Only starting in 1870, when women began to be admitted to some universities, were studies developed, authored by women, to counter what had been argued in the previous centuries. For example, it was observed[6] that all of the women who worked in factories or in homes as maids could not afford the luxury of resting during menstruation. Studies began to be produced, regarding: the muscular strength of women before and after the menstrual cycle to show that rest was not necessary[7]; the evolution of mental and physical capacity during the menstrual cycle, recording the daily cognitive, perceptive, and motor performance of men and women, without observing any drop in performance due to menstruation[8]; and the exasperated emphasis placed on the debilitating symptoms of the period,[9] more attributable to poor health conditions and the use of corsets than a lack of rest.

In 1930, the British Women’s Medical Federation published the results of a study[10] on six thousand girls reaffirming that menstruation was not a limit on women’s participation in public life and work. In light of these conclusions, the subject was subsequently dismissed; but open discussion of menstruation began only a few years ago. And despite this, still today in Italian we continue to refer to the menstrual cycle using expressions and euphemisms such as “the rules,” “the marquess,” or the more common “my things,” in substance contributing to maintaining silence and stereotypes about a natural phenomenon. So the subject has been formally dismissed, but is still culturally present as a possible stigma towards women.
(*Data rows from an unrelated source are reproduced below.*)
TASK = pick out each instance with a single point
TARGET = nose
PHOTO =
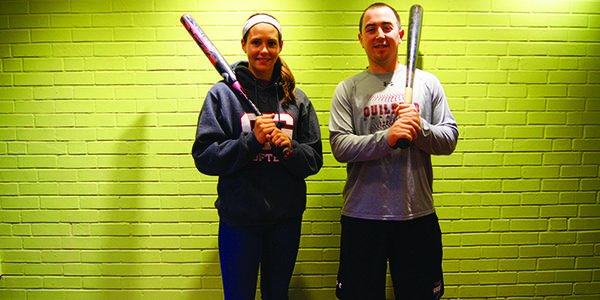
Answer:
(380, 33)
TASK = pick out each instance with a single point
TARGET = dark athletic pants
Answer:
(413, 249)
(243, 248)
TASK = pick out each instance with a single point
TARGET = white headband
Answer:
(260, 18)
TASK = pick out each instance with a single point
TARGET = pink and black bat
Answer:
(414, 33)
(217, 60)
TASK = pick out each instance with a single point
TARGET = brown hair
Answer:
(288, 82)
(375, 5)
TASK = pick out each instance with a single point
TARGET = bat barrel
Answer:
(414, 35)
(216, 59)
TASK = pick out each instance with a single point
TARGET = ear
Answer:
(243, 45)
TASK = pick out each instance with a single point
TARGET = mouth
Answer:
(263, 59)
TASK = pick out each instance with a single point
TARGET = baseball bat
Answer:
(414, 34)
(217, 60)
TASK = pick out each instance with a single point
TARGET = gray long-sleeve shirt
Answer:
(385, 183)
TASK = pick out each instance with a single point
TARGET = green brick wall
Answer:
(99, 197)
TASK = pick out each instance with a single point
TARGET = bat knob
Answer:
(402, 144)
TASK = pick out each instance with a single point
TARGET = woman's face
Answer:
(262, 46)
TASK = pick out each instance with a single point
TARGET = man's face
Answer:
(380, 36)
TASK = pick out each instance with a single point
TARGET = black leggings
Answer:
(413, 249)
(243, 248)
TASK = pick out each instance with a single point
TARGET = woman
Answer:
(261, 162)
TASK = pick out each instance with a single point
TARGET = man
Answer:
(388, 212)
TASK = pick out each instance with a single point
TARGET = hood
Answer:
(265, 96)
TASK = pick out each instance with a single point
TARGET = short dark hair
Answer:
(375, 5)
[1] Examples are found in the Old Testament (“When a woman has her regular flow of blood, the impurity of her monthly period will last seven days, and anyone who touches her will be unclean till evening,” Leviticus 15:19) but also in the Koran.

[2] Pliny the Elder, Naturalis historia, VII, 63-67.

[3] J. McGrigor Allan, ”On the Real Differences in the Minds of Men and Women,” Journal of the Anthropological Society of London, 7, 1869, pp. cxcv-ccxix.

[4] J. McChrystal, ”No Girl Left Behind,” History Today, 72(10), 2021, https://www.historytoday.com/archive/history-matters/no-girl-left-behind.

[5] H. Maudsley, “Sex in Mind and in Education,” The Fortnightly Review, XV, 1874, pp. 466-483.

[6] Elizabeth Garrett Anderson, suffragette and first English female doctor, was the living refutation of the arguments made by Maudsley; see https://it.wikipedia.org/wiki/Elizabeth_Garrett_Anderson.

[7] M.C. Putnam Jacobi, The Question of Rest for Women During Menstruation, London, Nabu Press, 1876.

[8] L.S. Hollingworth, Functional Periodicity: An Experimental Study of the Mental and Motor Abilities of Women During Menstruation, New York, Teachers College, Columbia University, 1914, p. 94.

[9] C.D. Mosher, Woman’s Physical Freedom, New York, The Women’s Press, 1923.